The new and technical paper looks again at the issue of fiscal multipliers -- the impact that a rise or fall in government spending or tax collection has on a country's economic output.

That it comes under the byline of fund economic counselor and research director Olivier Blanchard is significant. Fund research is published with the caveat that it represents the views of the researcher, not the institution. But this paper comes from the top, and it attempts to put to rest an issue that has been at the center of a debate about how fast countries should move in their efforts to tame large debts and deficits.

If fiscal multipliers are small, countries can cut spending faster or raise more in taxes without much short-term damage. If they are large, then the process can become self-defeating, at least in the short run, with each dollar of government spending cuts costing the economy more than a dollar in lost output and, thus, increasing ratios of debt to gross domestic product.

That is what has been happening with a vengeance in Greece, where fund forecasters in 2010 predicted that the nation could cut deeply into government spending and quickly bounce back to economic growth and rising employment. Two years later, the Greek economy is still shrinking, and unemployment is at 25 percent.

Of course, no two circumstances are alike. Shut out of international bond markets, Greece had little choice but to begin bringing its public finances into line or face a catastrophic default. Financing wasn't available to sustain prior spending levels. But for an economy that has been reeling for several years, a billion or two in extra government programs or investment could have kept a few small businesses open and kept a few more families employed and spending.

"Forecasters significantly underestimated the increase in unemployment and the decline in domestic demand associated with fiscal consolidation," Mr. Blanchard and his co-author, IMF economist Daniel Leigh, wrote in the paper.

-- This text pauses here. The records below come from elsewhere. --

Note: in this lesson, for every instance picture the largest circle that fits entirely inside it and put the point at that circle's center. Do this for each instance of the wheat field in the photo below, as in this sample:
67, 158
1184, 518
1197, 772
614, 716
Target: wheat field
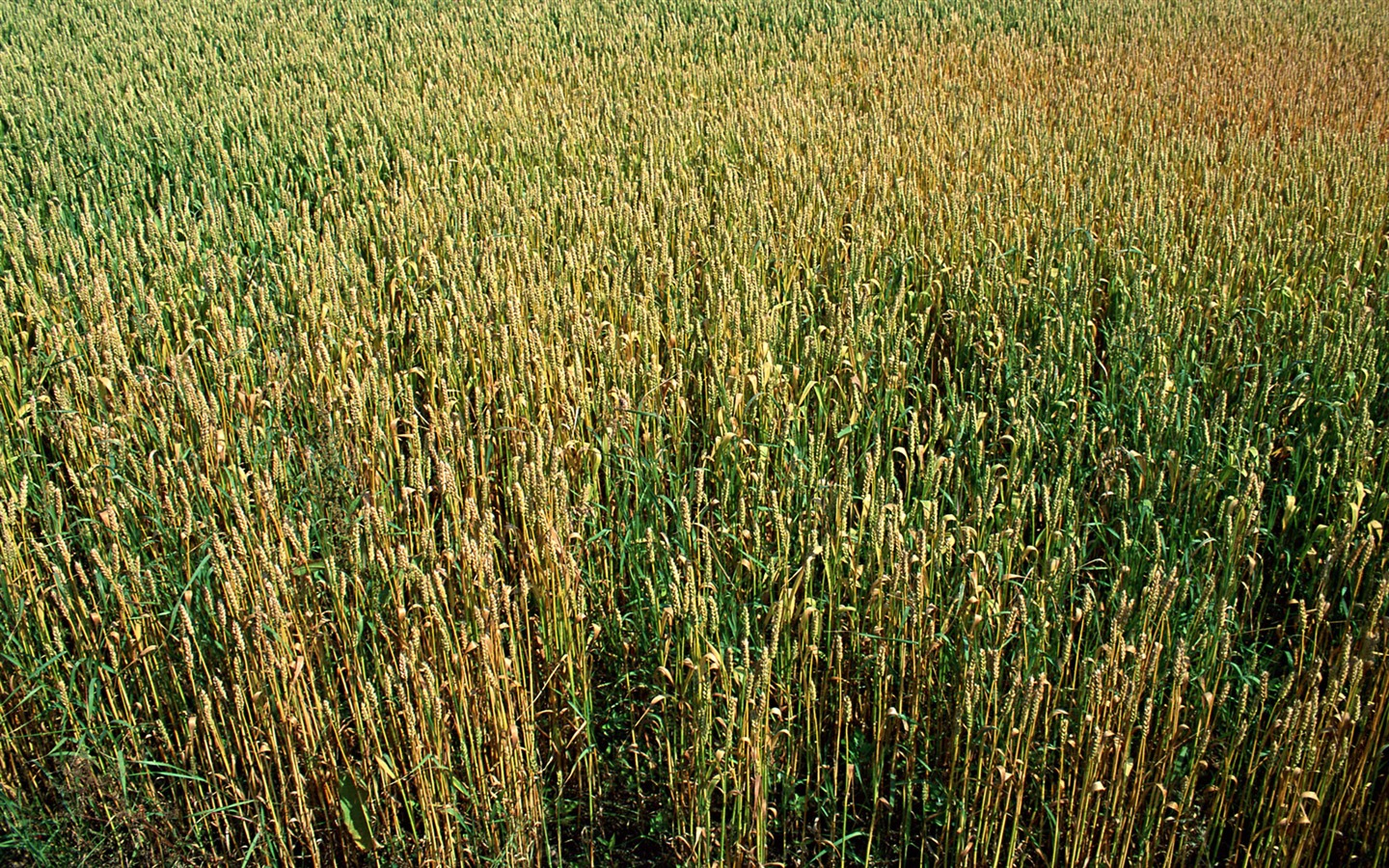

That somewhat-dry conclusion sums up what amounts to a tempest in econometric circles. The fund has been accused of intentionally underestimating the effects of austerity in Greece to make its programs palatable, at least on paper. Fund officials have argued that it was its European partners, particularly Germany, who insisted on deeper, faster cuts.

The evolving research on multipliers may have helped shift the tone of the debate in nations such as Spain and Portugal, where a slower pace of deficit control has been advocated.

But the paper includes some subtle and potentially troubling insights into how the fund works. Mr. Blanchard -- effectively the top dog when it comes to economic science at the fund -- writes in the paper that he could not determine what multipliers economists at the country level were using in their forecasts.